Sambil menangis, Linda pun menuturkan penjelasannya, “Belakangan ini, anakku jadi kurang waras, Nak. Emosinya tak terkendali. Itu bermula dari sebulan yang lalu, saat ia dinyatakan tidak lulus dalam tes calon pegawai negeri sipil. Ia benar-benar sedih,” jelasnya, sambil sesekali tersedak tangis.
Seketika, Dina pun turut prihatin mendengar penjelasan perempuan itu.

“Apalagi, kami telah berkorban banyak demi kelulusannya. Kami telah mengumpulkan uang sebanyak dua puluh juta demi kelulusannya. Bahkan motornya pun rela dijual. Tapi hasilnya, tidak ada. Padahal, uang itu telah kami setorkan kepada seorang pejabat yang telah menjamin bahwa anakku itu, akan lulus pegawai negeri,” kenang Linda.

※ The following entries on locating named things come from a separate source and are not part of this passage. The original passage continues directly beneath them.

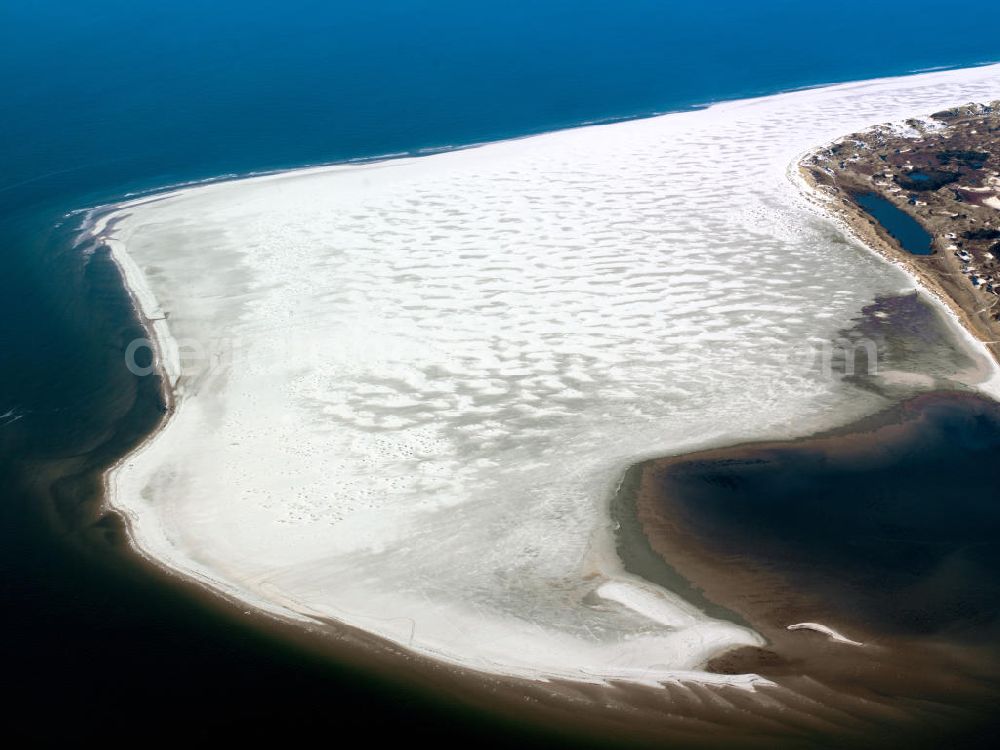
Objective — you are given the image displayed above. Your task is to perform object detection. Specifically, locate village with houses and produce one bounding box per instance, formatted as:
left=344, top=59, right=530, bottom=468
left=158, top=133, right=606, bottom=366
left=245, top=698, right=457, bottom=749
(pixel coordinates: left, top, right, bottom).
left=799, top=100, right=1000, bottom=356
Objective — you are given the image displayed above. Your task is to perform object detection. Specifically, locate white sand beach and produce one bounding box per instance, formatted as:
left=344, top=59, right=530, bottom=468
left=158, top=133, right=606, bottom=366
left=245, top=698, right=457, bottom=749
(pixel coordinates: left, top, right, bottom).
left=92, top=66, right=1000, bottom=687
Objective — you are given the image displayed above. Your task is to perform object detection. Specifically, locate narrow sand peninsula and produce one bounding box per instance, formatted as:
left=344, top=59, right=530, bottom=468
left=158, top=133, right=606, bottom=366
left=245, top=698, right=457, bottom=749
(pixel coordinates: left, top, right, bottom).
left=92, top=61, right=1000, bottom=687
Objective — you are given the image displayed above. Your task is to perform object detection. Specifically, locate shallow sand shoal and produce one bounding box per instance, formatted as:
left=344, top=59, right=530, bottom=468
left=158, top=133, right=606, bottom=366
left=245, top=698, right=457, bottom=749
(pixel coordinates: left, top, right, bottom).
left=96, top=61, right=1000, bottom=687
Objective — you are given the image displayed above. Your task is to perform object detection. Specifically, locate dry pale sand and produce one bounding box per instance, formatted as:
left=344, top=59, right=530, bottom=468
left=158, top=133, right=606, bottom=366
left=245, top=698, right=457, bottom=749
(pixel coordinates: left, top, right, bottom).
left=90, top=66, right=1000, bottom=744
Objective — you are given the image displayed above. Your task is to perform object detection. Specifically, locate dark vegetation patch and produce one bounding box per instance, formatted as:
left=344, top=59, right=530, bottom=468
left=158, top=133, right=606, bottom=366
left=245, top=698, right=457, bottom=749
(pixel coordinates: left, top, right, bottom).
left=894, top=169, right=961, bottom=192
left=937, top=149, right=990, bottom=169
left=962, top=229, right=1000, bottom=240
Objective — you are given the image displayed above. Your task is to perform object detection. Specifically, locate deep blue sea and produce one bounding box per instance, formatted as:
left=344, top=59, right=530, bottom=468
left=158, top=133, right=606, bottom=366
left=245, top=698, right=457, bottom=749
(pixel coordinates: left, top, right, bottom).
left=0, top=0, right=1000, bottom=743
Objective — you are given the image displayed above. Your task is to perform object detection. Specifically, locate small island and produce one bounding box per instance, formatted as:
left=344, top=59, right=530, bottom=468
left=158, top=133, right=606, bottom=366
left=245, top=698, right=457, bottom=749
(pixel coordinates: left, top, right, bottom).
left=799, top=101, right=1000, bottom=356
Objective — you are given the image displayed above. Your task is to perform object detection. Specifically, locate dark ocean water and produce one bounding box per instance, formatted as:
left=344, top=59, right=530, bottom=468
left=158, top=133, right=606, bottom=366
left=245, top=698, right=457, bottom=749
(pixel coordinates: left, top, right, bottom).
left=0, top=0, right=1000, bottom=743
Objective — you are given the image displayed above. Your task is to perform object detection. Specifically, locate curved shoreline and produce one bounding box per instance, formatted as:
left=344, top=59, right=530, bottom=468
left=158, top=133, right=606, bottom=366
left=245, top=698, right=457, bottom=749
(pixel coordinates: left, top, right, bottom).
left=82, top=60, right=1000, bottom=748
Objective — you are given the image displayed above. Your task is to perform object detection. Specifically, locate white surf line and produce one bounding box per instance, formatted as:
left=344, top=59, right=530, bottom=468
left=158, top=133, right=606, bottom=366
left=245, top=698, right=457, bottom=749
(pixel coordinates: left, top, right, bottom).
left=95, top=63, right=1000, bottom=689
left=787, top=622, right=865, bottom=646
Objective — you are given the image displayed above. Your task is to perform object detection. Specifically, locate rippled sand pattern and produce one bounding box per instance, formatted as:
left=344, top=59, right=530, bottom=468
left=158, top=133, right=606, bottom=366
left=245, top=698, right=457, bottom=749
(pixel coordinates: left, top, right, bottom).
left=98, top=67, right=1000, bottom=684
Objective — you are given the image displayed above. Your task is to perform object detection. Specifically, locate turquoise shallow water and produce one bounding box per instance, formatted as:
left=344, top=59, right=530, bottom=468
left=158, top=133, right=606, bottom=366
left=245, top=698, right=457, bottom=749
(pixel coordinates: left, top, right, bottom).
left=0, top=0, right=1000, bottom=741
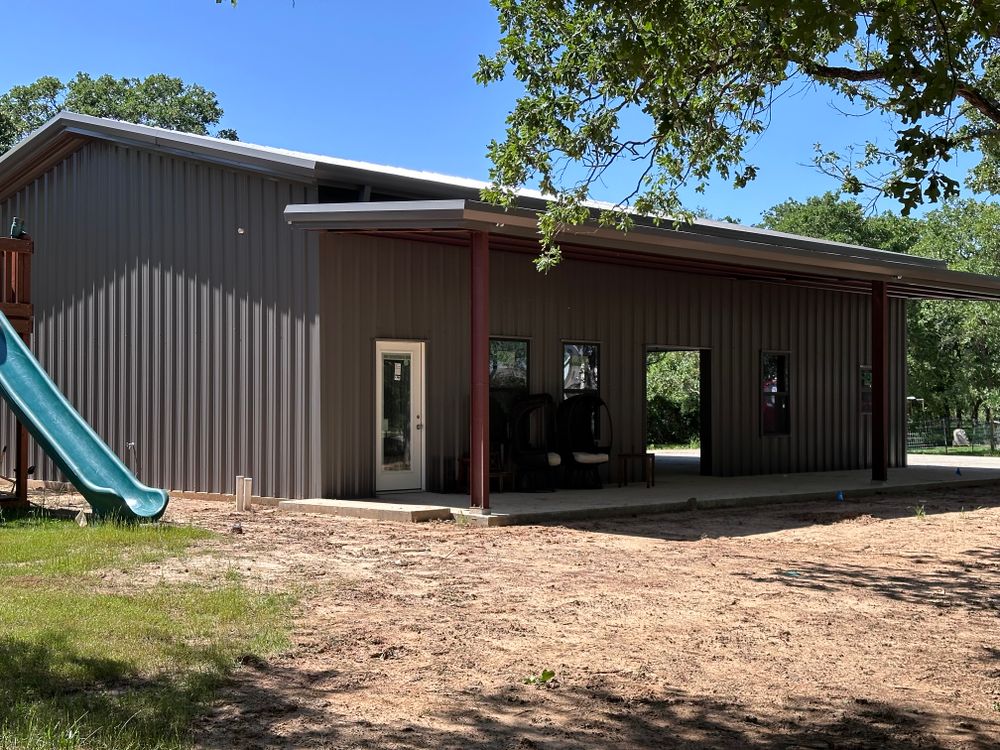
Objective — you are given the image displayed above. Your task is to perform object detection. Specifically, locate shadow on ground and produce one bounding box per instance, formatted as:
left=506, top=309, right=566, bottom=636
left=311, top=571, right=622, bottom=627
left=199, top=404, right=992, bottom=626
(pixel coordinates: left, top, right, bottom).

Mengingat status suaminya sebagai seorang pegawai negeri dengan pangkat yang tinggi, Dina pun semakin tersentuh. “Aku turut prihatin, Bu. Mudah-mudahan, Roby segera ditemukan dan pulang ke rumah dengan selamat,” tuturnya.

Linda menyeka air matanya. “Amin, Nak.” Ia lalu merogoh sebuah foto dari kantong dasternya, lalu memperlihatkannya pada Dina. “Ini Roby, anakku. Kalau kau menjumpainya, tolong katakan padanya kalau aku sangat merindukannya. Suruh ia pulang ke rumah. Aku minta tolong, Nak.”

Dina mengangguk-angguk. Otaknya lambat mencerna kata-kata dari Linda, sebab fokusnya tertuju pada satu wajah di seberkas foto. Di sana terlihat wajah seorang lelaki aneh yang kemarin sore bertandang ke rumahnya. Jelas, ia tak meragukan itu. 

Setelah berselang beberapa saat, Dina pun tersadar dari lamunannya. “Baik, Bu. Kalau aku ketemu, akan kuantar anak Ibu pulang.”

Linda pun tersenyum senang.

Dengan alasan hendak menjemput anaknya pulang sekolah, Dina pun melenggang pergi. Tapi pikirannya masih terperangkat pada serangkaian cerita panjang yang dialaminya, yaitu tentang makian Roby yang tak waras pada suaminya, kemarin.

Kini, dengan serangkaian cerita itu, Dina meragukan kembali alasan suaminya dipindahtugaskan ke pulau seberang. Ia curiga, itu bukan karena alasan politik, bukan karena kebijakan mutasi pejabat pasca pemilihan kepala daerah. Ia curiga, itu ada kaitannya dengan Roby.